J'ai deux exemples à te proposer, issus de deux films où les scénaristes utilisent cette façon de cacher les choses :
- Dans "Love Actually" (oui on est loin de la SFFF), un personnage badine avec sa secrétaire. C'est mignon tout plein... jusqu'au moment où on apprend que le monsieur est déjà marié. Le spectateur doit faire un choix moral, et très vite. Les deux personnages (le patron et la secrétaire) qu'il avait appréciés au départ, subissent son jugement. Et les scénaristes sont arrivés à leur but : susciter l'amertume d'une histoire d'amour qui n'est pas socialement acceptable (d'autant que le personnage de la femme trompée est extrêmement attachant aussi)
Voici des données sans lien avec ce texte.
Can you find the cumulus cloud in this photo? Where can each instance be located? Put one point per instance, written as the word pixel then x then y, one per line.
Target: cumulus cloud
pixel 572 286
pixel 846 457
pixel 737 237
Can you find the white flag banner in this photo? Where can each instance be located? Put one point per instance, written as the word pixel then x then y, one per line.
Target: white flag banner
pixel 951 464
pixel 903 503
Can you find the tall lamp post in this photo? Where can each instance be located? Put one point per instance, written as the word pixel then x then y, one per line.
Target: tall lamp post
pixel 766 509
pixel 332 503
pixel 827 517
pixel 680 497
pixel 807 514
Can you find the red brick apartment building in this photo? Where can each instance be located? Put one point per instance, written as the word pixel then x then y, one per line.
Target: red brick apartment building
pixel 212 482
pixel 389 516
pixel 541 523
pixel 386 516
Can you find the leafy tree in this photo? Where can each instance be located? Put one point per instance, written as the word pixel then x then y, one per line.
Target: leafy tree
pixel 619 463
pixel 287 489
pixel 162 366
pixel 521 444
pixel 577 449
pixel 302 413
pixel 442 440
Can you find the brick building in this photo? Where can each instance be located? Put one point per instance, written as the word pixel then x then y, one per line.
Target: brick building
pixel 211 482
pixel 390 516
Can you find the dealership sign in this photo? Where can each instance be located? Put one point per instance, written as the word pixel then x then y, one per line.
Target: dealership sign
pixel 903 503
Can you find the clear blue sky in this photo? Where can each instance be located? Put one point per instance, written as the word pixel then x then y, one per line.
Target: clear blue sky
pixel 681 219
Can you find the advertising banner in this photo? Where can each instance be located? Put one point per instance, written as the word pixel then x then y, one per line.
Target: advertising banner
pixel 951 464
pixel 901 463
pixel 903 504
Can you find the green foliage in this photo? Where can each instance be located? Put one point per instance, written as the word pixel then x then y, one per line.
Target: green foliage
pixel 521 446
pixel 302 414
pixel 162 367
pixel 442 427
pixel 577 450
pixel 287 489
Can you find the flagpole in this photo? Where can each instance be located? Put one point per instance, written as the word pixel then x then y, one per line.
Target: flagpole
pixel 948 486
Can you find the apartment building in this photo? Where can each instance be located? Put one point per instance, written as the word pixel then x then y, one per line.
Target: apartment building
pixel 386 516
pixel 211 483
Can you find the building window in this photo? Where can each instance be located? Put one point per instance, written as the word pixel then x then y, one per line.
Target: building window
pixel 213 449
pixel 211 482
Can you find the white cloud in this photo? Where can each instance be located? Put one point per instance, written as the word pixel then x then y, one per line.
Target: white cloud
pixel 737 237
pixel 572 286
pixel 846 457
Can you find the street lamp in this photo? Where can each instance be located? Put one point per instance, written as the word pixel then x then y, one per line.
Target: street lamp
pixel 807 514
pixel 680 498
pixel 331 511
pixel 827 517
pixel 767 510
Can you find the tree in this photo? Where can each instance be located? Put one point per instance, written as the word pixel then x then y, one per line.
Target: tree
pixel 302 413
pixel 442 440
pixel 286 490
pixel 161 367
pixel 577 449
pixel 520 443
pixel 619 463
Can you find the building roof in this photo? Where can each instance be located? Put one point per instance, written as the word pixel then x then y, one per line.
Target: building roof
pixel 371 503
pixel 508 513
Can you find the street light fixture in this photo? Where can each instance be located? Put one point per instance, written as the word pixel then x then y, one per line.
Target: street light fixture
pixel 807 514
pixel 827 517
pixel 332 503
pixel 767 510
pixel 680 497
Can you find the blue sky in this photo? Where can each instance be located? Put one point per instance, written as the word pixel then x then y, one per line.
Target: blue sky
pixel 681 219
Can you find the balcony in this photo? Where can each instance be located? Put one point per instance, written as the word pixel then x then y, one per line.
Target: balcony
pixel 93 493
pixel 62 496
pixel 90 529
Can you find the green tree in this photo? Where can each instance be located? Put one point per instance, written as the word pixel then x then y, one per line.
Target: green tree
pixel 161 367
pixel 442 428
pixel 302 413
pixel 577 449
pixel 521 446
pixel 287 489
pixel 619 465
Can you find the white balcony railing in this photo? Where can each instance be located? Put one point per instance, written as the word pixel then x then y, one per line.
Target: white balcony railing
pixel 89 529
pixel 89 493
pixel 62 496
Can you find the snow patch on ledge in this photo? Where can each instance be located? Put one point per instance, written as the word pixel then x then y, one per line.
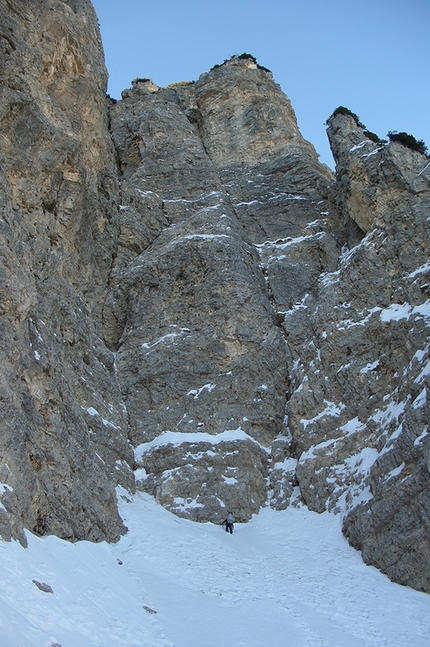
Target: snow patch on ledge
pixel 176 438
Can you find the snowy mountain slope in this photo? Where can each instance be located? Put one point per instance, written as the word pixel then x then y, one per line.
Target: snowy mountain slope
pixel 284 579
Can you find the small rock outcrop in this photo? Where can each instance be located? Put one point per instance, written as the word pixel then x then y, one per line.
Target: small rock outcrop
pixel 191 304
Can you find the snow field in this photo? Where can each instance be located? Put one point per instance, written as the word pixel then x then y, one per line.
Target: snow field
pixel 285 579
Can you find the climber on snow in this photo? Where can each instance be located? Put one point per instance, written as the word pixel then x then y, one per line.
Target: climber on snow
pixel 228 522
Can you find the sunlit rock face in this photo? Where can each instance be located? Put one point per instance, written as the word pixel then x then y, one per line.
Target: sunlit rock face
pixel 62 427
pixel 192 304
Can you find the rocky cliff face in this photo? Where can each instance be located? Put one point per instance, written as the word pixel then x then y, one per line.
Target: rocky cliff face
pixel 192 304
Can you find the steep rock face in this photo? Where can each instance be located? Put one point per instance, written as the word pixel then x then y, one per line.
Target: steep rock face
pixel 358 411
pixel 58 196
pixel 200 351
pixel 198 288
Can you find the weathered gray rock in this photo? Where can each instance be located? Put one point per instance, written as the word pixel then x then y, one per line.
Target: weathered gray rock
pixel 193 301
pixel 358 407
pixel 58 200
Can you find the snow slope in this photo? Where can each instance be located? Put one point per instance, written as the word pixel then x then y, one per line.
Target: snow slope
pixel 285 579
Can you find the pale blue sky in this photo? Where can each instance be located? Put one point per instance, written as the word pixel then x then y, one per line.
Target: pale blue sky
pixel 372 56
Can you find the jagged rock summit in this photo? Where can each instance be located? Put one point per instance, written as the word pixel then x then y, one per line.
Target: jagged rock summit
pixel 191 304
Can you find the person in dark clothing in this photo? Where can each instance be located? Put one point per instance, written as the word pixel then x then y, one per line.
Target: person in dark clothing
pixel 228 522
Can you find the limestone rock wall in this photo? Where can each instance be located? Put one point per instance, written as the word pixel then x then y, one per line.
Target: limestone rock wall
pixel 58 228
pixel 192 304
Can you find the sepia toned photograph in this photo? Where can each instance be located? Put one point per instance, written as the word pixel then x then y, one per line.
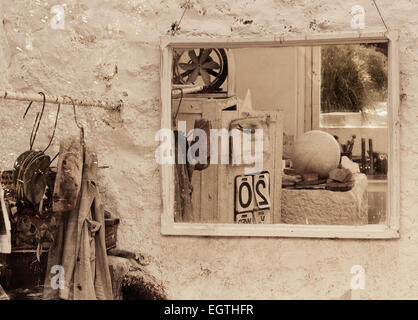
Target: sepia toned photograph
pixel 202 157
pixel 323 151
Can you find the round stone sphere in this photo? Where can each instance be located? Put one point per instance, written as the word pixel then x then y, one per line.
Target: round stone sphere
pixel 316 152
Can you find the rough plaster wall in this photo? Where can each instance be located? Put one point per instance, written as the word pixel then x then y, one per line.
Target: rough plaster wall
pixel 80 61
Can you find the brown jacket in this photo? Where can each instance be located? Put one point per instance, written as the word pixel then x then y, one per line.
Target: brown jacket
pixel 80 246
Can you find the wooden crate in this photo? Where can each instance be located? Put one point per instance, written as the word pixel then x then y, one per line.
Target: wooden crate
pixel 213 188
pixel 111 232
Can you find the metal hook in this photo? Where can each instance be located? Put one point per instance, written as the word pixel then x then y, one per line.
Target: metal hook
pixel 37 122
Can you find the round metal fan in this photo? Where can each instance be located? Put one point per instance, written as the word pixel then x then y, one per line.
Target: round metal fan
pixel 210 65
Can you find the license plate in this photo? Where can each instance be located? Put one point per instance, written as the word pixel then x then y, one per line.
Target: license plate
pixel 252 194
pixel 244 218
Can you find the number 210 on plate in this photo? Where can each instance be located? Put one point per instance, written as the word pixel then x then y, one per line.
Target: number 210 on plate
pixel 252 198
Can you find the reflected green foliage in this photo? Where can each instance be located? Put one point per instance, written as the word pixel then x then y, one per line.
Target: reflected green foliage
pixel 354 77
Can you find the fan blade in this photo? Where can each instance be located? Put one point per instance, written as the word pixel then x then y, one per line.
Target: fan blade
pixel 205 77
pixel 185 73
pixel 187 66
pixel 205 54
pixel 193 56
pixel 193 76
pixel 211 65
pixel 212 73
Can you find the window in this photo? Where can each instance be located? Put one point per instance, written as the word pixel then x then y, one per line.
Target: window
pixel 289 137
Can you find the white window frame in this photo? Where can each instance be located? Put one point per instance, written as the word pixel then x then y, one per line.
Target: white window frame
pixel 382 231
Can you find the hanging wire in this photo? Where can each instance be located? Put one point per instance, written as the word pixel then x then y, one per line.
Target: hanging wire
pixel 37 122
pixel 381 17
pixel 55 127
pixel 175 26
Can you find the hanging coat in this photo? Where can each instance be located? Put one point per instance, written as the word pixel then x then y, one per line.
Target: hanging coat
pixel 80 246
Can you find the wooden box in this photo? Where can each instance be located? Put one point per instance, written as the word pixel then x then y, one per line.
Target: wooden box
pixel 213 196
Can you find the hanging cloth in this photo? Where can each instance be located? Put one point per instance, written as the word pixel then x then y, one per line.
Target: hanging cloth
pixel 80 247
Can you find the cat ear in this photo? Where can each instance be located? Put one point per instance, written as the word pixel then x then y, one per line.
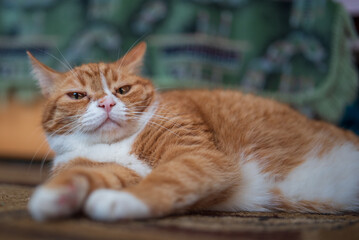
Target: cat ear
pixel 46 76
pixel 133 60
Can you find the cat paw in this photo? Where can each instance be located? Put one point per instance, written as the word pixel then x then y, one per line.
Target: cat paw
pixel 49 203
pixel 112 205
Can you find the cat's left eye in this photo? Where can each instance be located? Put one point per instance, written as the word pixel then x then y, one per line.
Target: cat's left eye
pixel 123 90
pixel 76 95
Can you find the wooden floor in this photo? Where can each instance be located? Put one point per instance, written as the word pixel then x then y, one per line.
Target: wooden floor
pixel 22 149
pixel 18 179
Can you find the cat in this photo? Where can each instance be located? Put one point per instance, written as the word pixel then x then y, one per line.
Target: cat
pixel 126 151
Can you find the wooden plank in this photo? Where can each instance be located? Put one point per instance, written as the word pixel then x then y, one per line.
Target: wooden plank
pixel 21 135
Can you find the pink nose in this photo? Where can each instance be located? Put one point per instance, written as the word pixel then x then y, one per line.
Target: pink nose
pixel 107 103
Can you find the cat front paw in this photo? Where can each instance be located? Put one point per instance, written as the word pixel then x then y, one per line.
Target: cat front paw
pixel 112 205
pixel 56 202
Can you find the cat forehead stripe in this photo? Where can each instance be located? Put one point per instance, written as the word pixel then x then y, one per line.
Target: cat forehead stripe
pixel 104 84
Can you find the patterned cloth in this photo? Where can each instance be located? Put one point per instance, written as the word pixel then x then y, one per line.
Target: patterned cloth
pixel 294 51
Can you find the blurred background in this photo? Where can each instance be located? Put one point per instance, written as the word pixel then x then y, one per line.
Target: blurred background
pixel 301 52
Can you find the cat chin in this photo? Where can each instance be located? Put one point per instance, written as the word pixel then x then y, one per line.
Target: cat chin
pixel 108 126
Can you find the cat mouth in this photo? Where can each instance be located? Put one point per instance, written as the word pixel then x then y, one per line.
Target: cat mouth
pixel 108 124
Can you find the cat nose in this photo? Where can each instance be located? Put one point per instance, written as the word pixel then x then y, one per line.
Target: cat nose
pixel 107 103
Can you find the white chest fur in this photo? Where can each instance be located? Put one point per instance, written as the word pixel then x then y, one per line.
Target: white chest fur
pixel 69 147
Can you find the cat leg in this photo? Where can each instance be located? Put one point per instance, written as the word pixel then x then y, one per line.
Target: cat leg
pixel 175 185
pixel 66 190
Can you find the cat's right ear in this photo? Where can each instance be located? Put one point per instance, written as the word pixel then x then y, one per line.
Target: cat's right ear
pixel 45 75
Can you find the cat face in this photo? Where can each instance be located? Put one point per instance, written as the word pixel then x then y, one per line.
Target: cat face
pixel 104 100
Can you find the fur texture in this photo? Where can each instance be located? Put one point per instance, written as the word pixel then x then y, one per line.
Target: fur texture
pixel 124 150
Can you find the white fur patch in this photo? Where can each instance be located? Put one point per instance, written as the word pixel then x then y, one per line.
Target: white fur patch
pixel 112 205
pixel 334 178
pixel 253 192
pixel 71 146
pixel 47 203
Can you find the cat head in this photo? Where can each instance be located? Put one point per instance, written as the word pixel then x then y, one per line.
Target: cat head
pixel 106 101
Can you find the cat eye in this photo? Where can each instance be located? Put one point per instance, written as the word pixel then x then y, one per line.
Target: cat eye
pixel 123 90
pixel 76 95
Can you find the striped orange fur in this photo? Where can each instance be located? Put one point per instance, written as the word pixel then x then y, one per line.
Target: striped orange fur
pixel 156 153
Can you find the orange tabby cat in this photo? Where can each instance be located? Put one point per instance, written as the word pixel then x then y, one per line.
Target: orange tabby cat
pixel 125 151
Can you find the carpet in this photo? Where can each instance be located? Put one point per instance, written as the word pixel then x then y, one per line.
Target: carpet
pixel 15 222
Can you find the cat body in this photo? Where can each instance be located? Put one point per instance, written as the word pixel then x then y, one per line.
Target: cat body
pixel 124 150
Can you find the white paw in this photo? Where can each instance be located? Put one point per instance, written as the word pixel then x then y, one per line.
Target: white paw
pixel 48 203
pixel 112 205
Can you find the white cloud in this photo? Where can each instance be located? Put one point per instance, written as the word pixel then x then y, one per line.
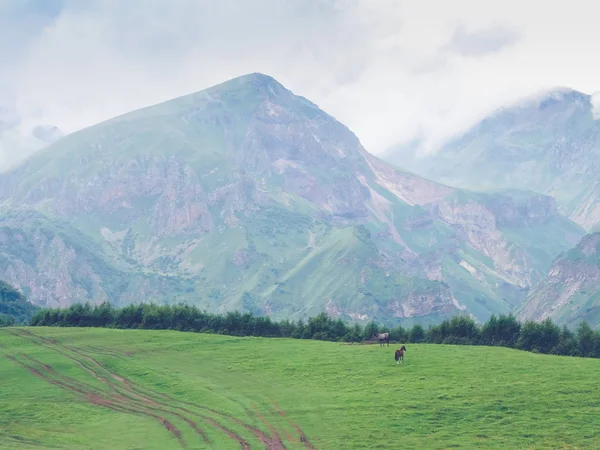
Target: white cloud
pixel 596 105
pixel 390 70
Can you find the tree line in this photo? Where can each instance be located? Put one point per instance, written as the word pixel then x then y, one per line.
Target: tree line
pixel 503 330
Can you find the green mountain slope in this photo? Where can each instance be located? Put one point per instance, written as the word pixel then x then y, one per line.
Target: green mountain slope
pixel 14 307
pixel 571 291
pixel 549 144
pixel 246 196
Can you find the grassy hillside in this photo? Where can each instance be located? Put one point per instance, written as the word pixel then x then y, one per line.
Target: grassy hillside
pixel 149 389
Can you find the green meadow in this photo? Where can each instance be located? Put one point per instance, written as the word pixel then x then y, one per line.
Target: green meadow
pixel 132 389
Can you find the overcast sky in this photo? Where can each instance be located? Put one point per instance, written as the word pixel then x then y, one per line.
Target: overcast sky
pixel 391 70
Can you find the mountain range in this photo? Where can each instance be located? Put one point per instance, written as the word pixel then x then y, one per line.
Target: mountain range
pixel 548 143
pixel 246 196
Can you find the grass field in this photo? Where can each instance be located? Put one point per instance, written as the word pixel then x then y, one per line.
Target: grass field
pixel 126 389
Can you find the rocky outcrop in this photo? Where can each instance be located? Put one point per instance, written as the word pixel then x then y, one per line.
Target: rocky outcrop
pixel 571 291
pixel 247 196
pixel 549 143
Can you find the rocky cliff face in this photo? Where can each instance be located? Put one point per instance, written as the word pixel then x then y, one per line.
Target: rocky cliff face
pixel 246 196
pixel 549 144
pixel 571 291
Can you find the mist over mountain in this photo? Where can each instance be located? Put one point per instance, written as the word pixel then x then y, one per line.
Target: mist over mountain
pixel 547 143
pixel 246 196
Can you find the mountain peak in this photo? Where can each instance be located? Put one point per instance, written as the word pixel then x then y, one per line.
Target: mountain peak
pixel 548 97
pixel 256 80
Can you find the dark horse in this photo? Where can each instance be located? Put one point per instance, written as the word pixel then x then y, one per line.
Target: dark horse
pixel 382 337
pixel 399 355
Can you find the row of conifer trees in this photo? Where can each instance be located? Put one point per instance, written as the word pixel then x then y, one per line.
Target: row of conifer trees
pixel 504 330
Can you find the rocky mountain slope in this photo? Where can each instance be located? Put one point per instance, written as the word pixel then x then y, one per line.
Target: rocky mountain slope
pixel 549 143
pixel 571 291
pixel 246 196
pixel 16 144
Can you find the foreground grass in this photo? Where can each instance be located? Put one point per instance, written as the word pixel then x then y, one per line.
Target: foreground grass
pixel 126 389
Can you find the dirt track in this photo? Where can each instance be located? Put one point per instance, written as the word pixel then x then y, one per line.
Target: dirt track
pixel 123 395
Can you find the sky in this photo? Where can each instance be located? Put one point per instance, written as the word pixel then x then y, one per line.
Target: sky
pixel 391 70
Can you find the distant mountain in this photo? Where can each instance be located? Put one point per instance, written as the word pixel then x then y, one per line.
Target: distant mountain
pixel 14 307
pixel 571 291
pixel 16 144
pixel 549 143
pixel 246 196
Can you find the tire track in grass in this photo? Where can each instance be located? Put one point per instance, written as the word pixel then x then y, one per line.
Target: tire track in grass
pixel 303 437
pixel 125 398
pixel 130 388
pixel 99 400
pixel 273 442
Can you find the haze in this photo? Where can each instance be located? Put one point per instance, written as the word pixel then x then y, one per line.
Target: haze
pixel 392 71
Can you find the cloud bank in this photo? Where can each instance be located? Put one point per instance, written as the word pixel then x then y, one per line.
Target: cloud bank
pixel 391 70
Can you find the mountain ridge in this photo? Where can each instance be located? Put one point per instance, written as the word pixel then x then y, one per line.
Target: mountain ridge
pixel 246 196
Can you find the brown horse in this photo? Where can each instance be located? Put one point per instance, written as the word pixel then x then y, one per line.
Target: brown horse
pixel 382 337
pixel 399 355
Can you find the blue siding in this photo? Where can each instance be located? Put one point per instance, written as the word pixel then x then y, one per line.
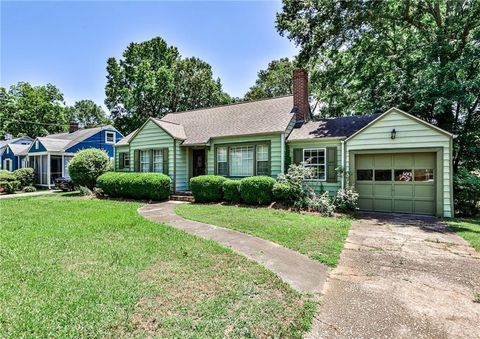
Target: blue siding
pixel 96 141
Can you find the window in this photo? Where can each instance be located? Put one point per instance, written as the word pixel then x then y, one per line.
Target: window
pixel 404 175
pixel 315 158
pixel 144 161
pixel 365 175
pixel 262 160
pixel 241 161
pixel 423 174
pixel 222 161
pixel 383 175
pixel 158 161
pixel 110 137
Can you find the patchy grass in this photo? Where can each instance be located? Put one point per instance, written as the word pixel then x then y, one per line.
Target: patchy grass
pixel 469 229
pixel 78 267
pixel 320 238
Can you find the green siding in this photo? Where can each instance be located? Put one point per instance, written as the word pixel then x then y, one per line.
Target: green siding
pixel 275 150
pixel 331 187
pixel 410 135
- Dans "Old Boy" (qui touche plus directement à ton problème)
Le personnage principal est amené par son ennemi, à tomber amoureux et à coucher avec sa propre fille, sans qu'aucun des deux ne le sache. La vérité qui éclate constitue la vengeance de cet ennemi. Le spectateur subit la détresse du héros parce que, comme lui, il a été floué (ce qui n'est pas le cas du premier exemple où les deux persos étaient au courant de la situation de départ) Le scénariste, ici, atteint aussi son but : susciter la gêne extrême du spectateur en montrant que le héros, qui accédait à une rédemption en trouvant l'amour, s'est en fait complètement fourvoyé ; le choix fait à la fin du film (le héros choisit d'être hypnotisé et d'oublier que sa compagne est sa fille) ne rassure pas le spectateur, tout en lui indiquant que finalement, de toutes les solutions, l'oubli était peut-être la moins pire. Et encore.
Tu t'engages dans un terrain qui est glissant et risqué. Mais je pense que ces deux exemples te montrent que, si c'est bien fait, la révélation peut amener le lecteur à se poser des questions, sans forcément y trouver une solution.
Donc techniquement, c'est possible.
Moralement, cela dépend de toi. Ces questions que le lecteur va se poser, il faut que toi aussi tu te les poses. Et il s'agit là moins de technique d'écriture, que d'interrogation morale, comme ça pourrait être le cas pour décrire une scène dite extrême, ou parler d'un ancien nazi. Comment savoir si on franchit la limite ? Je pense que tous les auteurs borderline ou qui écrivent des textes difficiles se posent cette question.
De plus, il faut aussi savoir que ce rendu dépendra aussi de la sensibilité du lecteur qui te lira.